Text of old articles looks cleaned

Datafable / epu-index

EPU index

http://www.applieddatamining.com/cms/?q=content/economic-policy-uncertainty-index

1 stars 0 forks source link

Text of old articles looks cleaned #55

Closed bartaelterman closed 9 years ago

bartaelterman commented 9 years ago

The text of the articles I got that needed to get migrated in the app looks cleaned. It contains no punctuation marks at all. Is this required for newly scraped articles?

bartaelterman commented 9 years ago

I found separate Python scripts using CLipS' pattern.nl module. Maybe this library was used to map words to their lemma's.

bartaelterman commented 9 years ago

Other option: the stripText method in the AbstractCrawler class of the old scrapers uses a Jsoup.parse method.
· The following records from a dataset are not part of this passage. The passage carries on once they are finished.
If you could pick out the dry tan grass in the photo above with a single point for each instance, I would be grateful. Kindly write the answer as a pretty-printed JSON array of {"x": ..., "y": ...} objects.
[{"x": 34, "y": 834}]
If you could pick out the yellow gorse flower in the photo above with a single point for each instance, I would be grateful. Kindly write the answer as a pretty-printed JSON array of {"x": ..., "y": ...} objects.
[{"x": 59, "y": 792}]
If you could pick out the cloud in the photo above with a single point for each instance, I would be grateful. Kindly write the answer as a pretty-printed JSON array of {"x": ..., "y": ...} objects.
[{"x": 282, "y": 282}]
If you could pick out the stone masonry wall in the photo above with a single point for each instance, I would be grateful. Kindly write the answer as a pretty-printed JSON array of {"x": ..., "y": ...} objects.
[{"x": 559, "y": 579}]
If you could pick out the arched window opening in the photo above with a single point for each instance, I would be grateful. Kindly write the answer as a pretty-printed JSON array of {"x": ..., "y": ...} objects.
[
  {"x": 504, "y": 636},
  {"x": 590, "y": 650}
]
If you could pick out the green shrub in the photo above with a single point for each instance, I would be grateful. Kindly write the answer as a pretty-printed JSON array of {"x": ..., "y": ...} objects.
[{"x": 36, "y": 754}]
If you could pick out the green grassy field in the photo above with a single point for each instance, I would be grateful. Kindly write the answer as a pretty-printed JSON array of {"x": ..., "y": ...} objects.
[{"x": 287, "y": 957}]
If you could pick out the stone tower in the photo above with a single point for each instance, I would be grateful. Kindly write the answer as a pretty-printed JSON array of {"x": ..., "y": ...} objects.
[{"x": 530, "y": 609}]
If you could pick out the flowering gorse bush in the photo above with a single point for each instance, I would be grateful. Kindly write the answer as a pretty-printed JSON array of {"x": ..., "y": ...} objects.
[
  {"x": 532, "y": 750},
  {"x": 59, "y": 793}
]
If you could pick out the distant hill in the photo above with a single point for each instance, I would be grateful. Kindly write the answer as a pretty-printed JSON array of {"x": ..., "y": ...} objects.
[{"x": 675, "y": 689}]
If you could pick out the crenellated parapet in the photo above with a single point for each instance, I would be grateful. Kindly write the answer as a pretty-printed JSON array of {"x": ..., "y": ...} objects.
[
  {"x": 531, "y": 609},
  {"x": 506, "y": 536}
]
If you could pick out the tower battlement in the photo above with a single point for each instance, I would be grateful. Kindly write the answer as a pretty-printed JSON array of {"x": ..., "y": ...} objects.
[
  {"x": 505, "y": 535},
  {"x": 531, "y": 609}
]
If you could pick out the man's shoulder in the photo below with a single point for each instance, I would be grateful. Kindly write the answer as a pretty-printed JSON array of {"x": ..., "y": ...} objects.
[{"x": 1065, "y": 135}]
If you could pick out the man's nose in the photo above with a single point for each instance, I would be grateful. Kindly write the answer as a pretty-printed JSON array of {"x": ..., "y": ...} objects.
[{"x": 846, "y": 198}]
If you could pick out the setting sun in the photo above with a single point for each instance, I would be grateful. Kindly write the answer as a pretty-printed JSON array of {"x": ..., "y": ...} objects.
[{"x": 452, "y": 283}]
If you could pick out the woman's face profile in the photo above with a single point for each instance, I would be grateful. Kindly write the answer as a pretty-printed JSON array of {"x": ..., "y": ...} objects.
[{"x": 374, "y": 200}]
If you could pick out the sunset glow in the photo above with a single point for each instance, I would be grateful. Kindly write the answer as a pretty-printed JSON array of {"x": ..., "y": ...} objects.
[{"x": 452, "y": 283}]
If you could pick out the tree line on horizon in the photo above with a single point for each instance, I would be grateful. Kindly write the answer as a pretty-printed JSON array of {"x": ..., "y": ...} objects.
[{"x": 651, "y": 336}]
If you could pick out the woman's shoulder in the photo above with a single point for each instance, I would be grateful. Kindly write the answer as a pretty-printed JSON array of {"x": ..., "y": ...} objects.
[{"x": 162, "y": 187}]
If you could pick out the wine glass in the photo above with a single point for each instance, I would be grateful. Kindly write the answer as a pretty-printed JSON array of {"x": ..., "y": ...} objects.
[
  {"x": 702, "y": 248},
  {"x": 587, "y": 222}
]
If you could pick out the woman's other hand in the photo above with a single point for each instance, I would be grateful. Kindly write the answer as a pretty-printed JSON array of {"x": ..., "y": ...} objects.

If I look at the documentation that would parse input such as:

"<p>An <a href='http://example.com/'><b>example</b></a> link.</p>"

into

An example link

And hence drops the period at the end of the sentence.

bartaelterman commented 9 years ago

Text will be cleaned like this:

        cleaned_text = ' '.join(re.findall('\w+', intext, flags=re.UNICODE)).encode('utf-8')

bartaelterman commented 9 years ago

Certain characters will need to be replaced by an ascii character. (such as ñ by n etc.).

bartaelterman commented 9 years ago

Will need a list from customer with all characters and replacements.